Planning the Patient-Centered Health Plan for Americaby admin on 06/20/2011 1:15 AM
Level B: Emergency Rooms, Urgent Care and Surgi-centers
(Continued from April 2011 section 9)
A graded co-payment for every level of service
See April Issue for Level A—Hospitals
Level B: Hospital Emergency Rooms, Urgent Care Centers, and Surgi-centers.
The research from HPUSA has elucidated some important clinical statistics to control health care costs. This data is hard to obtain and cannot be automated. It is labor intensive. At this point it is clinical: one on one. When we see large expenditures in health care, we try to determine if the patient is a candidate to be included in our series. We then indulge in a frank discussion of his or her responses to the questions concerning percentage co-payment and its effect on the patient’s utilization of health care benefits.

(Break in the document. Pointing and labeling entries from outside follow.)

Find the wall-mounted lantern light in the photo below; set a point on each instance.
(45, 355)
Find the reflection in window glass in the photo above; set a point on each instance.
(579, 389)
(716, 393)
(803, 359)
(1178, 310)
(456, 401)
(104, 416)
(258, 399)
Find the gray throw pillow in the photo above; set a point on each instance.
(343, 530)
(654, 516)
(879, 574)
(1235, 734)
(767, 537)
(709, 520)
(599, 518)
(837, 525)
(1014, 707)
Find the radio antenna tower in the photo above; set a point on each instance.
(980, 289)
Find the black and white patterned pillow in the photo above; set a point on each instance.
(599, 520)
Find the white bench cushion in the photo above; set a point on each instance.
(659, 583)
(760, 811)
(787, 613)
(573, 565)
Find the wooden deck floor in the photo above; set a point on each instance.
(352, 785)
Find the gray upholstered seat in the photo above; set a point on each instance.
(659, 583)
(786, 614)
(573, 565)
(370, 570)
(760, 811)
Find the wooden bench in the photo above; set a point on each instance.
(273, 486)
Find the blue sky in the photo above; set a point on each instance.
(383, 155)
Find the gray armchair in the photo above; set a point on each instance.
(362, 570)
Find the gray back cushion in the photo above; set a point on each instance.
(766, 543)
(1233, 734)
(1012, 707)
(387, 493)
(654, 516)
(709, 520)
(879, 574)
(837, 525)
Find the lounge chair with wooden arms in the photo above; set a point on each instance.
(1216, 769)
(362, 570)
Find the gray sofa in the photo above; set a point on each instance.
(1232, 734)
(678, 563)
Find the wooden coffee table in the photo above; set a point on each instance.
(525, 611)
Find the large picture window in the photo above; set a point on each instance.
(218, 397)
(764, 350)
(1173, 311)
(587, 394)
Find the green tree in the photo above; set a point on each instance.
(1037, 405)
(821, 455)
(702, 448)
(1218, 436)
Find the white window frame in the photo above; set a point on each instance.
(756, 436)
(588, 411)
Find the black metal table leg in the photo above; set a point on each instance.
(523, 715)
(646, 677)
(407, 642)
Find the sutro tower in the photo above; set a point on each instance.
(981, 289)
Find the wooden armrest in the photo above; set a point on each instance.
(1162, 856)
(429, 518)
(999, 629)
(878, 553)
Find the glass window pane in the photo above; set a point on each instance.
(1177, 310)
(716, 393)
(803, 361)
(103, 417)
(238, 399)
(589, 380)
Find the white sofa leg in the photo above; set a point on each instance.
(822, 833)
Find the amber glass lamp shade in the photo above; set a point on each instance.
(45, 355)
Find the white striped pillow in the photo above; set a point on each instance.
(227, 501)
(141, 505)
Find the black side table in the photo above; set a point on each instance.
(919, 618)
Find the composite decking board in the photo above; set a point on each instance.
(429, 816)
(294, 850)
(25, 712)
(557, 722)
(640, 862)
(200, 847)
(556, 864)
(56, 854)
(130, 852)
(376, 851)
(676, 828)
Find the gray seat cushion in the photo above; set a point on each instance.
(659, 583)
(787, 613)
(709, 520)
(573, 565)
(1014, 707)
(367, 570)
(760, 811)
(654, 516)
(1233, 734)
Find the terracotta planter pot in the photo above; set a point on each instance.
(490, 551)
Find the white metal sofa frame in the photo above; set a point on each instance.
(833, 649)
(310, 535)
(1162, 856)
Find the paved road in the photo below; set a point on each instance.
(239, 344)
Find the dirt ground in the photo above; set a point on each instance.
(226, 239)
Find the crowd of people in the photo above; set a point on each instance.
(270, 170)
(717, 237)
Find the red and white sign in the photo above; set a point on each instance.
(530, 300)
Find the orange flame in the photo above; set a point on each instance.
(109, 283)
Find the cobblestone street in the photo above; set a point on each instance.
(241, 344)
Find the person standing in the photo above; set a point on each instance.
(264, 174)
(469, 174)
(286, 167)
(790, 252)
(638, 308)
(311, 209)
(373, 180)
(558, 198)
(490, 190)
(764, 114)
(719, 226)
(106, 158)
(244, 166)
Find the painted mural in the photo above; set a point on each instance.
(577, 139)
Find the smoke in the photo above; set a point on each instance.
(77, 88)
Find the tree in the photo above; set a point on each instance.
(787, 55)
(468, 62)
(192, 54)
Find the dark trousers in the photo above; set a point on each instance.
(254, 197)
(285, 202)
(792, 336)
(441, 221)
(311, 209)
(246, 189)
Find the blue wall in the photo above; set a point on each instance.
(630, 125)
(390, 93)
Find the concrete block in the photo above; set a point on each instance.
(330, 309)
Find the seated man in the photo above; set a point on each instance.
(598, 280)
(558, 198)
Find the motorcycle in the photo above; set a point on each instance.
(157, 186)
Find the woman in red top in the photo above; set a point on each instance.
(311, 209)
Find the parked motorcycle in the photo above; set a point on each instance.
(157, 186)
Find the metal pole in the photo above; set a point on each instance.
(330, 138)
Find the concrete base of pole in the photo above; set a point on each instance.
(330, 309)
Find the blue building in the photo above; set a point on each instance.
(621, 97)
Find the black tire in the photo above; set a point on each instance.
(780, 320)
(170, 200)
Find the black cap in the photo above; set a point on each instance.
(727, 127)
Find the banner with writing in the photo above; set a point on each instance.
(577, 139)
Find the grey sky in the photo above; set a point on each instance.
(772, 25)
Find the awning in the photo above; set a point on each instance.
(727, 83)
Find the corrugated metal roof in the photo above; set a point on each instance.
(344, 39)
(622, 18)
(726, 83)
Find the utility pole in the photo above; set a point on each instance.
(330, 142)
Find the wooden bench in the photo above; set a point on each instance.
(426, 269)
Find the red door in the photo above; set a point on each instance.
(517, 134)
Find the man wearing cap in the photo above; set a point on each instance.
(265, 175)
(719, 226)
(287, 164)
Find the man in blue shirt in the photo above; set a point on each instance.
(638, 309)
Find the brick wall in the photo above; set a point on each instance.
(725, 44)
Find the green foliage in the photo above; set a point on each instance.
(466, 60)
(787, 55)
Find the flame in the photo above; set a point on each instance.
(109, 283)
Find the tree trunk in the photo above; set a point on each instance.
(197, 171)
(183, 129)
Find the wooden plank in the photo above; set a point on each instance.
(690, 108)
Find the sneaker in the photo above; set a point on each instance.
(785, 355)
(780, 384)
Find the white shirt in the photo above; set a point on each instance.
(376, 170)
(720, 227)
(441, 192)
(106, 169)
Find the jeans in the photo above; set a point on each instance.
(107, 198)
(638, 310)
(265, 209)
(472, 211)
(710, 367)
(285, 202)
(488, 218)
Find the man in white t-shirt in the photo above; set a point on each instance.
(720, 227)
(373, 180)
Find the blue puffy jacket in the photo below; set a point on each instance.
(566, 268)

Health care can be stratified into a number of logical tiers. The most expensive and highly sophisticated care is in the traditional acute care hospital. We came up with a 10 percent co-payment of the hospital costs as being the best number that did not preclude needed care and was able to allow for needed hospital care. With a 10 percent co-payment, the patient policed his hospital cost better than any oversight institution saving up to 40 percent of usual costs.
The traditional hospital is like the mainframe computer industry of the third quarter of the twentieth century. It became a costly and unmanageable structure. It was salvaged by the competition of the PC industry which made the mainframe industry adapt before essentially all but IBM succumbed. Similarly, the hospital has become the vertical structure for much of health care. However, its costs are not sustainable. Just as most of the mainframe companies didn’t adapt and are no longer in existence, so the vertical integrated hospital will face similar challenges.
The free standing urgent care centers and the surgi-centers are similar to the PC industry causing a restructuring of health care. For purposes of making health care affordable, which in turn will make health insurance affordable, out research indicates that a 20 percent co-payment for these centers was the best number that did not preclude needed care and was not too large so as to prevent needed care.
Hospitals reacted immediately and forcefully by purchasing these centers or building competing surge-centers. In fact the surgeons that owned a surgi-center near our office were told by the hospital that they would like to purchase their surgi-center or they would build a competing surgi-center across the street from them. The surgeons obviously cashed in their investment and re-established a new surgi-center not nearby any hospitals and are operating successfully.
This continues the migration from the vertically integrated healthcare structure to the horizontal competitive healthcare structure. This will occur over time and there is nothing that hospitals can do to stop this restructuring.